Word meanings drift over time, with new words emerging, words adopting new senses and the frequency of word usage varying. Vocabulary and usage patterns in social media evolve rapidly (Hamoodat_VC2020), and people’s views change over time (kelman1961processes). This can have an impact on stance classification in social media as the data used for training may not generalise well to future data with different patterns. Previous research has either assumed that a classifier trained on static, temporally-restricted data would suffice to track public opinion over time (deng2013tracking), or focused on short time periods, analysing stance on trending topics such as Brexit, death penalty or climate change (Simaki2017a; Mohammad2016b). Our work contributes to research in stance classification by focusing on the impact of a hitherto overlooked aspect: time.
A recent study by Florio et al. (florio2020time) demonstrated that social media hate speech detection models do not perform well on newer data when simply trained on older data. Despite highlighting the existence of this problem, their work did not propose any solutions to the problem.
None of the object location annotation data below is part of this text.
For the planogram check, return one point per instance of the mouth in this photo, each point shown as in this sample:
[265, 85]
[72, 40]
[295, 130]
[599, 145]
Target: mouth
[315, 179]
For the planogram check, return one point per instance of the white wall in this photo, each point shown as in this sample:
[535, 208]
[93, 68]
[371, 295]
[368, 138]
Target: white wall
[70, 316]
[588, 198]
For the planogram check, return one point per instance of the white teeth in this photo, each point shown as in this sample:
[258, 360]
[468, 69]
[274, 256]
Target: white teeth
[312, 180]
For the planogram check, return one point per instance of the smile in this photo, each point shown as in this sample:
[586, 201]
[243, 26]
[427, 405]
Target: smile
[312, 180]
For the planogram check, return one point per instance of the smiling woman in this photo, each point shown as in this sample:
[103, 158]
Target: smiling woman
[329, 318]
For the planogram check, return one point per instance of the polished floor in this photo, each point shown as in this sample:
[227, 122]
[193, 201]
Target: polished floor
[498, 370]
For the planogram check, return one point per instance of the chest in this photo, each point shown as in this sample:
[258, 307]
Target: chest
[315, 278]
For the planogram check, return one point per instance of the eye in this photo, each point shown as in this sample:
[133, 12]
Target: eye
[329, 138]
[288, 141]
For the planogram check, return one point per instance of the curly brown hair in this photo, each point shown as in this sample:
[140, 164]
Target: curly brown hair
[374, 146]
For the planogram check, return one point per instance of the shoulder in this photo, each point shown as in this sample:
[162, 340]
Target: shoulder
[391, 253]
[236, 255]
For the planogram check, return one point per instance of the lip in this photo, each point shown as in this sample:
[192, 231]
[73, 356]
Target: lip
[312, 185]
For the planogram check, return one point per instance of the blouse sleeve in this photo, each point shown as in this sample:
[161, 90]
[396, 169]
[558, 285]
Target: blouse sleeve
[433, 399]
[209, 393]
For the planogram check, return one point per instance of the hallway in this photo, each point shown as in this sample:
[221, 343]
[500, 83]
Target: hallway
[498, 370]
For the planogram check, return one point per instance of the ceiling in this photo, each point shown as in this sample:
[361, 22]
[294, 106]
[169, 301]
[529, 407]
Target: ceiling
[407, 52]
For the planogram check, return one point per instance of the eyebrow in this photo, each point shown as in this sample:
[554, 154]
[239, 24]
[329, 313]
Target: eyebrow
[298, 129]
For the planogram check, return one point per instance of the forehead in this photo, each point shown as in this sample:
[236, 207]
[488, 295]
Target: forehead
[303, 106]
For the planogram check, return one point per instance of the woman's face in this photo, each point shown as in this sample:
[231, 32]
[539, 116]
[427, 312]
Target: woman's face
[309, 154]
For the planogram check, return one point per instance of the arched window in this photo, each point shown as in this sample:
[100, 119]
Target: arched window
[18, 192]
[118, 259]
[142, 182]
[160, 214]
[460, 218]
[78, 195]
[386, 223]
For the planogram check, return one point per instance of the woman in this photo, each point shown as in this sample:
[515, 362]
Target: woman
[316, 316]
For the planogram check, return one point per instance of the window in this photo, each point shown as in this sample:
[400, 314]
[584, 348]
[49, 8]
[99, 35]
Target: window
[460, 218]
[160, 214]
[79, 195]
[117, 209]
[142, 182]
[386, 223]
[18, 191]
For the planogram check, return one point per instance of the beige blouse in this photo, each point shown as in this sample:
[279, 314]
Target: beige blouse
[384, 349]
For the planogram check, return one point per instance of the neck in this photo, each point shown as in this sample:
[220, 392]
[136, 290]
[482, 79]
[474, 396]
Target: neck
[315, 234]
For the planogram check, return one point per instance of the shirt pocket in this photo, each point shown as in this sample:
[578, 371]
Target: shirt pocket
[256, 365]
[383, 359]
Here we show that this problem is not exclusive to hate speech detection and that it also impacts the performance of social media stance classifiers (alkhalifa2020qmul). We collect two longitudinal stance detection datasets that we use for the classifier performance evaluation over time (Section 4). In our experiments we reproduce a real world scenario in which training data remains unchanged while new testing data is generated over years. Our findings indicate that a regular stance classifier can drop up to 18% in relative performance in only five years (Sections 6, 7). We then propose novel methodology that makes a social media stance classifier more robust when applied to data that is temporally distant from the training data, which would in turn enable improved tracking of public opinion.
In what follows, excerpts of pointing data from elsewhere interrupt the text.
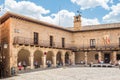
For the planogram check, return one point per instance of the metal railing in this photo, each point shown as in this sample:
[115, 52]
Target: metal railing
[111, 45]
[44, 43]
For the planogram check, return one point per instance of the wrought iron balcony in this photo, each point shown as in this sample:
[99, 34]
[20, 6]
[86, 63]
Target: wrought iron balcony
[42, 43]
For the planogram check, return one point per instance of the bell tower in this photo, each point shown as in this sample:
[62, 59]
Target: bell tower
[77, 22]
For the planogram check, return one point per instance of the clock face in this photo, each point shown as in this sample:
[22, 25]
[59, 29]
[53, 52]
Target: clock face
[77, 18]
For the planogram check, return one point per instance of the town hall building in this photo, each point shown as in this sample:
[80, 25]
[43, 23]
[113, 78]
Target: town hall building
[29, 40]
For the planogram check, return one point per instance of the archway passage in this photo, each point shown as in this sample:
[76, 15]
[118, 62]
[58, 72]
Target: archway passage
[59, 59]
[49, 57]
[38, 58]
[23, 56]
[67, 59]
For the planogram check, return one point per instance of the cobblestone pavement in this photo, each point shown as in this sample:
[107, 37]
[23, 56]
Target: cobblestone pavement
[79, 73]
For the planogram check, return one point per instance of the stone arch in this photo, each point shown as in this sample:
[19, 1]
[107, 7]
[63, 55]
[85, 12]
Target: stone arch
[59, 58]
[67, 57]
[49, 56]
[24, 55]
[38, 57]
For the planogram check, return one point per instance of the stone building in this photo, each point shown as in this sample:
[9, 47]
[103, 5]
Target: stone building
[31, 40]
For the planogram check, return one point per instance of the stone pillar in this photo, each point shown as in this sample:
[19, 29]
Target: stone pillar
[99, 56]
[31, 62]
[85, 58]
[63, 59]
[44, 61]
[114, 57]
[73, 58]
[54, 61]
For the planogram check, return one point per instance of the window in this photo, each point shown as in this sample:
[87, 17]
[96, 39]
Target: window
[92, 43]
[36, 38]
[51, 40]
[63, 42]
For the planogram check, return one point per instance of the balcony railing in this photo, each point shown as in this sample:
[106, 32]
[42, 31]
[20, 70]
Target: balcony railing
[46, 43]
[111, 45]
[43, 43]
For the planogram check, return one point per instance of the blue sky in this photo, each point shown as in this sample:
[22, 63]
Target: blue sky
[61, 12]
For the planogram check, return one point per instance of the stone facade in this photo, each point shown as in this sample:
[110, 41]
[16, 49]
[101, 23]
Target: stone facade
[68, 46]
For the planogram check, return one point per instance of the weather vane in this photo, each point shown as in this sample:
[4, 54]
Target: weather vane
[79, 12]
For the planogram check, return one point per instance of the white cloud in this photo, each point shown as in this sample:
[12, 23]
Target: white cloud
[66, 19]
[62, 18]
[86, 4]
[114, 15]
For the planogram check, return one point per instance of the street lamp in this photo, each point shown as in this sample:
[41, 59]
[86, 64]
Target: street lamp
[2, 59]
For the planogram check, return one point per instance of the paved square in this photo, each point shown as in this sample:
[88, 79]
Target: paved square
[78, 73]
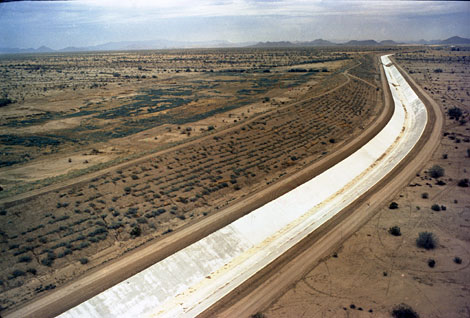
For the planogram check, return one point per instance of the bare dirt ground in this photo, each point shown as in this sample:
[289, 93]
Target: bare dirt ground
[373, 271]
[56, 236]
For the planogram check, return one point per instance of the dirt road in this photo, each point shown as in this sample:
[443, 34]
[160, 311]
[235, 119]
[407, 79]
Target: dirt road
[264, 288]
[135, 261]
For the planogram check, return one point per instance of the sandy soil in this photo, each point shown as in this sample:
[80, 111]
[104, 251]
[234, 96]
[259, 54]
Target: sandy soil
[65, 213]
[369, 273]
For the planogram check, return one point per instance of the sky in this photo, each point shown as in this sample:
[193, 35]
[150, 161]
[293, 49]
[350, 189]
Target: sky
[59, 24]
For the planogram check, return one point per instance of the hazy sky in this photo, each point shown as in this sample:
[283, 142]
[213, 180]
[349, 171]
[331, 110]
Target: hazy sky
[59, 24]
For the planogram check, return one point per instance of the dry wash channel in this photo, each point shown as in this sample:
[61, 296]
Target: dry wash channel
[191, 280]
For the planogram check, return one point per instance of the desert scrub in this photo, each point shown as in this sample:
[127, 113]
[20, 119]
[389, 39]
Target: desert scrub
[426, 240]
[404, 311]
[436, 171]
[395, 230]
[393, 206]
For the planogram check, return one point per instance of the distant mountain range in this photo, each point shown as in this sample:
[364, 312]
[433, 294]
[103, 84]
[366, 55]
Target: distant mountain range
[455, 40]
[166, 44]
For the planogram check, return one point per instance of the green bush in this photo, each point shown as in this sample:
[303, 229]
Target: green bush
[455, 112]
[393, 206]
[18, 273]
[436, 171]
[426, 240]
[5, 101]
[25, 259]
[464, 183]
[136, 231]
[395, 230]
[404, 311]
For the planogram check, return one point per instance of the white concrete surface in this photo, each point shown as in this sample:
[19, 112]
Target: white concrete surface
[189, 281]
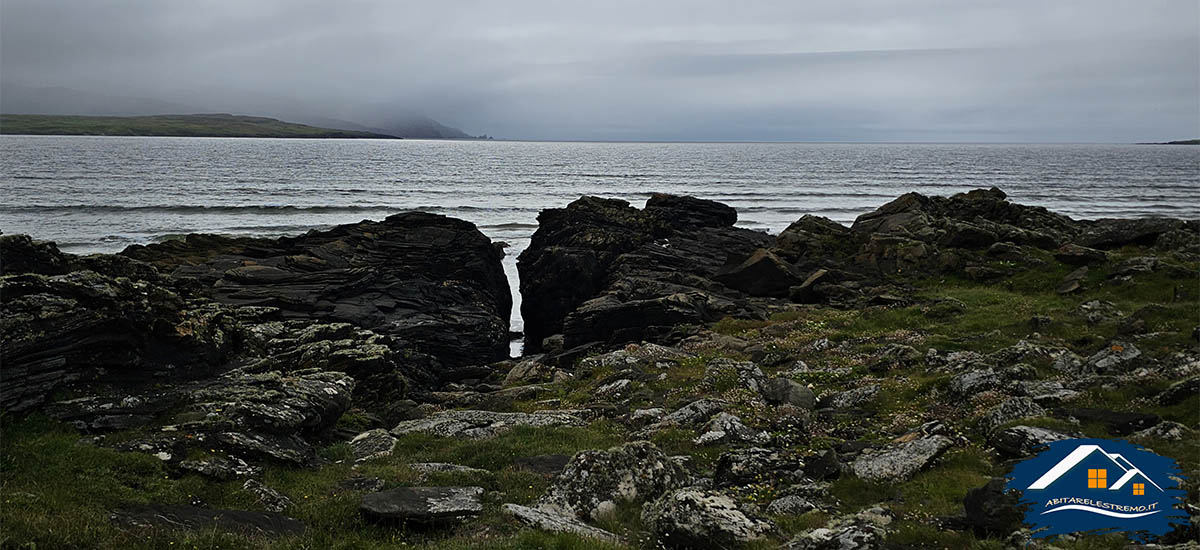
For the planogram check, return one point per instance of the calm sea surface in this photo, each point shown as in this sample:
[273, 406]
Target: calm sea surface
[102, 193]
While one can choose the costly option of annotating new stance data regularly to re-train a classifier, here we investigate the scenario where one needs to make the most of the originally labelled data, e.g. due to limited resources. Hence we propose to use temporally adapted word embeddings, to re-train the classifier on the unchanged training data. This approach adapts the model to the vocabulary changes that happened over time while making use of readily available unlabelled data. We compare two types of approaches to update the word embeddigns: (1) incrementally updating the same embedding model with new unlabelled data over time and (2) creating a temporally contextualised embedding for the testing year by incrementally aligning a new embedding with preceding embedding models over time. We find that the second approach is more successful at mitigating the performance drop over time. We can obtain improved performance with a substantially reduced performance drop of up to 5%.
2. Related Work
Stance classification. There is a body of work on target-specific stance classification (Mohammad2017a; Somasundaran2009) aiming to determine a user’s supporting or opposing view towards a target. This research generally focused on a specific target (Kucuk2019) and investigated as a static problem, looking at datasets that cover limited periods of time without paying attention at the impact of time. Others have looked at the problem of dealing with new targets on cross-target stance classification (xu2018cross), i.e. having training data associated with a particular target (e.g. Donald Trump), exploring the possibility of adapting the classifier to new targets (e.g. Joe Biden). Our research differs from this body of work in that we aim to (1) investigate the impact of time in stance classification for a particular target, and to (2) propose a model that makes this longitudinal tracking of stance more robust to changes in opinion (sayeed2013opinion; Graells2020) and language (croft2013evolution), and hence more stable in performance. A line of research in stance identification has looked at the evolving nature of stance in rumour conversations (lukasik2016hawkes; zubiaga2018discourse), however this work focuses on stance exchanges in temporally brief conversations, rather than longitudinal persistence of models.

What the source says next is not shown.